Linda smette di digitare, alza gli occhi dallo schermo.

«Seb?» chiede.

In effetti, penso di non aver mai detto nulla su di lui durante le nostre sessioni. Magari non l'ho nemmeno nominato. Di solito mi lamento dei miei o di Isabel che continua a fregarmi la play. Qualunque cosa, pur di non parlare di ciò che è importante, della cosa che mi sta succhiando via la vita dalle vene.

«Un amico.» sorrido.
«Il mio migliore amico.»

«Non mi avevi mai parlato di lui.»
È il suo modo per dirmi di andare a ruota libera, di buttare fuori tutto ciò che mi passa per la testa.

«L'ho conosciuto qualche mese fa. È bello, molto.» le dico e, come ogni volta che penso a lui, il mio sorriso si allarga.
«Di recente ha fatto a botte per me, ero arrabbiato, ma si è fatto perdonare subito.» aggiungo, ridacchiando, nervoso.
«Però ora ha una stupida ragazza.» concludo, grattandomi la nuca, un gesto che Sebastian fa spesso e che deve avermi trasmesso.

«E questo ti causa turbamento emotivo?»

Perché alla fine l'argomento principale è sempre un "turbamento emotivo"?
Mi lamento, ma non oso dare sfogo ai miei pensieri, anche se non riesco a trattenere uno sbuffo. Mi muovo, stressato, sulla poltrona, lei se ne accorge.

«Se mi stai chiedendo se voglio sbattergli la testa contro il marciapiede, la risposta è sì.» aggrotto le sopracciglia, poi mi rendo conto che Linda tende a prendermi troppo sul serio, quindi correggo il tiro, notando il suo viso scurirsi.
«Metaforicamente parlando. Santo cielo, non gli farei mai del male!» esclamo.
«È l'unico che mi capisce davvero in questo schifo di mondo.»

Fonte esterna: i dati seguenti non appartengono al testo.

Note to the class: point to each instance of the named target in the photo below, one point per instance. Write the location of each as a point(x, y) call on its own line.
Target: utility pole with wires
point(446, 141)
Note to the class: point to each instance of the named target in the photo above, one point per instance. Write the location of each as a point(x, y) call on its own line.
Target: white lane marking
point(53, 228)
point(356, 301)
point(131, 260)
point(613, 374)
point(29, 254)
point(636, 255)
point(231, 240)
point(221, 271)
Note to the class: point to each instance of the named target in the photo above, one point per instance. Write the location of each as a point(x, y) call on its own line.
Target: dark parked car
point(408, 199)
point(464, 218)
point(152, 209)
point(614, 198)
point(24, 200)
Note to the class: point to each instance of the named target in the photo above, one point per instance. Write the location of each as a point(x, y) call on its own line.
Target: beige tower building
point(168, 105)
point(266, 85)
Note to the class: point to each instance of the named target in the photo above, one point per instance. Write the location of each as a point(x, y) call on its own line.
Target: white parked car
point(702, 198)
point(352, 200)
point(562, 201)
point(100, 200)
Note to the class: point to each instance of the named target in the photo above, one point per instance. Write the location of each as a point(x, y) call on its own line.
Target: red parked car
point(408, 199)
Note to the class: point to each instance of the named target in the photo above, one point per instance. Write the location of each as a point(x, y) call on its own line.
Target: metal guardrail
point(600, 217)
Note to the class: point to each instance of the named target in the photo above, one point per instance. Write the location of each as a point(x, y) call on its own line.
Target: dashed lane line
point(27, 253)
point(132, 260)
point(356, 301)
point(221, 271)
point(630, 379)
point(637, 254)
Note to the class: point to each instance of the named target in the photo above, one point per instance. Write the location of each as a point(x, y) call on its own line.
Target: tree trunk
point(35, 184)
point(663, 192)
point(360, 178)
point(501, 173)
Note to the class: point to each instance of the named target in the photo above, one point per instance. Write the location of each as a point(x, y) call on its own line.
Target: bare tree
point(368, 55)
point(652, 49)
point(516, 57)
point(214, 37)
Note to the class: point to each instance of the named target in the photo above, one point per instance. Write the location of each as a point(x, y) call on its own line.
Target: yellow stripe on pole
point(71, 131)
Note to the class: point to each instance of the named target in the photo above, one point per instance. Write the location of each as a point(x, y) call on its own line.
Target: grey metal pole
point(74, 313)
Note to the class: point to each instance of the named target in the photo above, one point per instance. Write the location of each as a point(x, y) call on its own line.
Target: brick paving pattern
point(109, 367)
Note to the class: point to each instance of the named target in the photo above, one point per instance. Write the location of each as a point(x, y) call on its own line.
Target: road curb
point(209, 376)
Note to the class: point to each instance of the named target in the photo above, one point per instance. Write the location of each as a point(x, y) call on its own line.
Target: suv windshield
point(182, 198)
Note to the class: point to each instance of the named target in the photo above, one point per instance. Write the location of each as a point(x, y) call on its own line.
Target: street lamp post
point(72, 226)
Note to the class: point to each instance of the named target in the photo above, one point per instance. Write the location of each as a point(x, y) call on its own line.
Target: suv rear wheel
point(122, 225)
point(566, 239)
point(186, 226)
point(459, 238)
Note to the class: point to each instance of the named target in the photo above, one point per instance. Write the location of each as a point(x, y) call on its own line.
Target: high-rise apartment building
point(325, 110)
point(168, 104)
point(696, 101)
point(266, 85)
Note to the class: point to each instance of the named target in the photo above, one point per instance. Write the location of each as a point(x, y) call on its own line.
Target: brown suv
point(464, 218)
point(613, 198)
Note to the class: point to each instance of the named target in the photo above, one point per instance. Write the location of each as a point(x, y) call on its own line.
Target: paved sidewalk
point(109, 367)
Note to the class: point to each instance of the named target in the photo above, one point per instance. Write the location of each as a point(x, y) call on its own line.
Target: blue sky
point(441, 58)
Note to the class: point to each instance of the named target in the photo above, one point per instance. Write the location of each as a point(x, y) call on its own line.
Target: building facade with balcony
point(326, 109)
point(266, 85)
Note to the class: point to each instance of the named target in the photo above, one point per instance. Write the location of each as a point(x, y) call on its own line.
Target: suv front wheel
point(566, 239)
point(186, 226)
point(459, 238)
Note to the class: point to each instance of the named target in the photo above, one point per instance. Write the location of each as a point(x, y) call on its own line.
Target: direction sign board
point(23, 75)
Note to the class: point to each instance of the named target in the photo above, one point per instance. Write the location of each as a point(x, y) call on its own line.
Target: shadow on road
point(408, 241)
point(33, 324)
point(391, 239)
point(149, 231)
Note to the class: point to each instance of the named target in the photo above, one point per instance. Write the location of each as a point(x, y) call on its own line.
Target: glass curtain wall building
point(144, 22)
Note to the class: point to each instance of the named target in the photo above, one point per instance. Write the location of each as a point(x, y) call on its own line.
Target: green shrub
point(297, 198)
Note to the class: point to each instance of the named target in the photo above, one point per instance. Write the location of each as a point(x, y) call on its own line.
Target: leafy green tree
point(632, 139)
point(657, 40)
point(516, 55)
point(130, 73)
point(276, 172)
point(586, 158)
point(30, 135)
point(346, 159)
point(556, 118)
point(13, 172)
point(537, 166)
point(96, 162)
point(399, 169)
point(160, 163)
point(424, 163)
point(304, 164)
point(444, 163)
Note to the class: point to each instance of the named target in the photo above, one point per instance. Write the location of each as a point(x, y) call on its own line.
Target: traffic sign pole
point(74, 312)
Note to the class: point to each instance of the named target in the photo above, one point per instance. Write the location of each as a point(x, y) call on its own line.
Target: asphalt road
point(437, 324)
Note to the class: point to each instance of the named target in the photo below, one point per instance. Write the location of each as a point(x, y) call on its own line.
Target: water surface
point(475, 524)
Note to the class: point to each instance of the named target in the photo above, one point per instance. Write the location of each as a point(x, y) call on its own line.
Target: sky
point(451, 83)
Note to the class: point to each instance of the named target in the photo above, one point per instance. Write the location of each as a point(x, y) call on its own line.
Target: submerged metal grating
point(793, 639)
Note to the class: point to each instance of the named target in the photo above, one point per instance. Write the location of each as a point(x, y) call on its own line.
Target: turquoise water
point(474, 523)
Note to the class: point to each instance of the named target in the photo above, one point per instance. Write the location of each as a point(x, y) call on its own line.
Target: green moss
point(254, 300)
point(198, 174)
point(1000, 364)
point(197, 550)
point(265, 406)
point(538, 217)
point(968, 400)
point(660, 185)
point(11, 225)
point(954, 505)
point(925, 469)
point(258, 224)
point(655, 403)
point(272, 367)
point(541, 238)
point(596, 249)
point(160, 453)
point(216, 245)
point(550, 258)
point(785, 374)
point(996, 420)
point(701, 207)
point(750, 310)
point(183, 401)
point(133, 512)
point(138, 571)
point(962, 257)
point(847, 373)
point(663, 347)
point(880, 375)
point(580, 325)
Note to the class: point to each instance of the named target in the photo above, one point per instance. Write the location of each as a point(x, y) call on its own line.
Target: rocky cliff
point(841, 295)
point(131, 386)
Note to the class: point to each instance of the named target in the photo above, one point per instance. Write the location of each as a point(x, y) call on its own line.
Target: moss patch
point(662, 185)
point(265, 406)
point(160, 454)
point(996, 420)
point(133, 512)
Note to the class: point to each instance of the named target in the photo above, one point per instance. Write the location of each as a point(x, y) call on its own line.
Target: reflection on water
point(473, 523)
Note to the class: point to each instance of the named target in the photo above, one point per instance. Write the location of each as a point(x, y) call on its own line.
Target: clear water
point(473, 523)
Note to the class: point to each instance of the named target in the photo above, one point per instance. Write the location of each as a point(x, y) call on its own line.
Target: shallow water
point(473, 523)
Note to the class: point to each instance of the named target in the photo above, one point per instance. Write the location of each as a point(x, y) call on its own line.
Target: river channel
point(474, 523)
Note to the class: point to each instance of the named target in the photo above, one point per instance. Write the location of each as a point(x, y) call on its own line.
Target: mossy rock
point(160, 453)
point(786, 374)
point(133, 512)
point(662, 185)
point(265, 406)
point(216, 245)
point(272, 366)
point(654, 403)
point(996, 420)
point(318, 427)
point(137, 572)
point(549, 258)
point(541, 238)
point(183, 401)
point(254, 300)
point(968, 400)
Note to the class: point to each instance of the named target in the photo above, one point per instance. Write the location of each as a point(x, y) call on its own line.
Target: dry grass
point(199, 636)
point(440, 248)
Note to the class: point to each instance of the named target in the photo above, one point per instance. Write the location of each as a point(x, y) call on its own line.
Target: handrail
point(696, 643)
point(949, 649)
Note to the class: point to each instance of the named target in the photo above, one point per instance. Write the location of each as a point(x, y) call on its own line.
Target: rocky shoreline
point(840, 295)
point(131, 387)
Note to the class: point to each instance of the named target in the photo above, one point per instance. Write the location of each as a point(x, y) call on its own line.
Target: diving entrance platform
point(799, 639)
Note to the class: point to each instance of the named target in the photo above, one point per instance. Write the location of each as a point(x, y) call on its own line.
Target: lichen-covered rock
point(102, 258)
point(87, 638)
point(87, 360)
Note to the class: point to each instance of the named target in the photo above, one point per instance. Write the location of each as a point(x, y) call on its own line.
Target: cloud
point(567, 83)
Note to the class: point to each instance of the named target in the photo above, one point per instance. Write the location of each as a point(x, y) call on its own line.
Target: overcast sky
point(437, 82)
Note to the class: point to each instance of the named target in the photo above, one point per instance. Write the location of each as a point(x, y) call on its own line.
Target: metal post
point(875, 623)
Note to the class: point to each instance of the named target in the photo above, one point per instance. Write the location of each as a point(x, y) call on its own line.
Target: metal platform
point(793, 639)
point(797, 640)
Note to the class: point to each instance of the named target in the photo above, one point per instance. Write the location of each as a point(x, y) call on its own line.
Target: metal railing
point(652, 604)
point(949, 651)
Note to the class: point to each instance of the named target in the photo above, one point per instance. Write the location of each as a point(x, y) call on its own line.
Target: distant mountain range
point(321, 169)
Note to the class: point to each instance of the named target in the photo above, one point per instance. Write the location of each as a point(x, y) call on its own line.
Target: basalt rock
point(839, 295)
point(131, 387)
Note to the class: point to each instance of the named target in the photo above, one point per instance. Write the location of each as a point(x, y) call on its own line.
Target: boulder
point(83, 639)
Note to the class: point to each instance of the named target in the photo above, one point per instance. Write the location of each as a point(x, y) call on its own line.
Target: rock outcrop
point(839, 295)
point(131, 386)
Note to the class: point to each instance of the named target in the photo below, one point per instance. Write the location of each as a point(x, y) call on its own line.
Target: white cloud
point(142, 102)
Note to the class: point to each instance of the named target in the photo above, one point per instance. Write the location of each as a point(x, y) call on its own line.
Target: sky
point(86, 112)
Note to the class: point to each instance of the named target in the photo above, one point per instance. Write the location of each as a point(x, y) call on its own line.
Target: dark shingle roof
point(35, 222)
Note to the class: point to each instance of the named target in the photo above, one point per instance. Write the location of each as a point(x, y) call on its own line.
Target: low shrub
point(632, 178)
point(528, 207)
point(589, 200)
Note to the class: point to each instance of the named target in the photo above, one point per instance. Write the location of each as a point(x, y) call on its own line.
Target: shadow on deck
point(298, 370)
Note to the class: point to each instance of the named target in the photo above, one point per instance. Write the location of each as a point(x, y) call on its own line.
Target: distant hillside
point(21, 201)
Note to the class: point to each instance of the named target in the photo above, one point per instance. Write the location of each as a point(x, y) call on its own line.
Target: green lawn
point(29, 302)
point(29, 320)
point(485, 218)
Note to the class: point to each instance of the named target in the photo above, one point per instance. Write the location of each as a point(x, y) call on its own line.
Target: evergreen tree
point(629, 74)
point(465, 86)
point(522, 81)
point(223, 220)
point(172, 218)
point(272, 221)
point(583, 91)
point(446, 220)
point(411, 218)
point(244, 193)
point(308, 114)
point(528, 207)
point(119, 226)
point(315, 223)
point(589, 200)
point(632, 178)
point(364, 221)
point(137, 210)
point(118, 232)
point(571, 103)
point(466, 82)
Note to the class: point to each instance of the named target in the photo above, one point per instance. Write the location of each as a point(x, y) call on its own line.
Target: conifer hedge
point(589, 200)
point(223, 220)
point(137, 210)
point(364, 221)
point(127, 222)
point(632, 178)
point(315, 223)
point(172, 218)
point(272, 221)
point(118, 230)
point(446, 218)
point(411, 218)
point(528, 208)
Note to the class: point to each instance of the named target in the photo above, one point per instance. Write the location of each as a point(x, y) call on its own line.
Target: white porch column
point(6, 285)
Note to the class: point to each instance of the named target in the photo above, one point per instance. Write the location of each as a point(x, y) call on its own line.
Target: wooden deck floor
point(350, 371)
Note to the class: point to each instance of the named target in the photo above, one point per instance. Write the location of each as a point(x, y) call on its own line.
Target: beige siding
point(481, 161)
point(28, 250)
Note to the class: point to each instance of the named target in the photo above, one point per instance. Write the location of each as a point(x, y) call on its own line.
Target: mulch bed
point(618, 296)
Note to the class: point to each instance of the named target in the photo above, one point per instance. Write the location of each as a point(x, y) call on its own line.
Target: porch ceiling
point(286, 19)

Il guizzo che per un attimo le illumina gli occhi mi fa capire che ha appena deciso su cosa dovremmo concentrarci per questa seduta. Sempre che io glielo permetta.

«Perché pensi che il mondo faccia schifo?» fa la domanda più difficile.

Ci penso per un attimo. Mi concentro nuovamente sul quadro, quella macabra, contorta e romantica storia. I visi dei due giovani non hanno nulla di dritto, sono pure bruttini da un certo punto di vista, però le loro espressioni tristi restano meravigliose.

«Hai mai la sensazione di annegare?» le chiedo d'un tratto.

Vedo, con la coda dell'occhio, che mi fissa, aspettando che vada avanti.

«Io ce l'ho costantemente.» borbotto, mordendomi poi l'interno della guancia.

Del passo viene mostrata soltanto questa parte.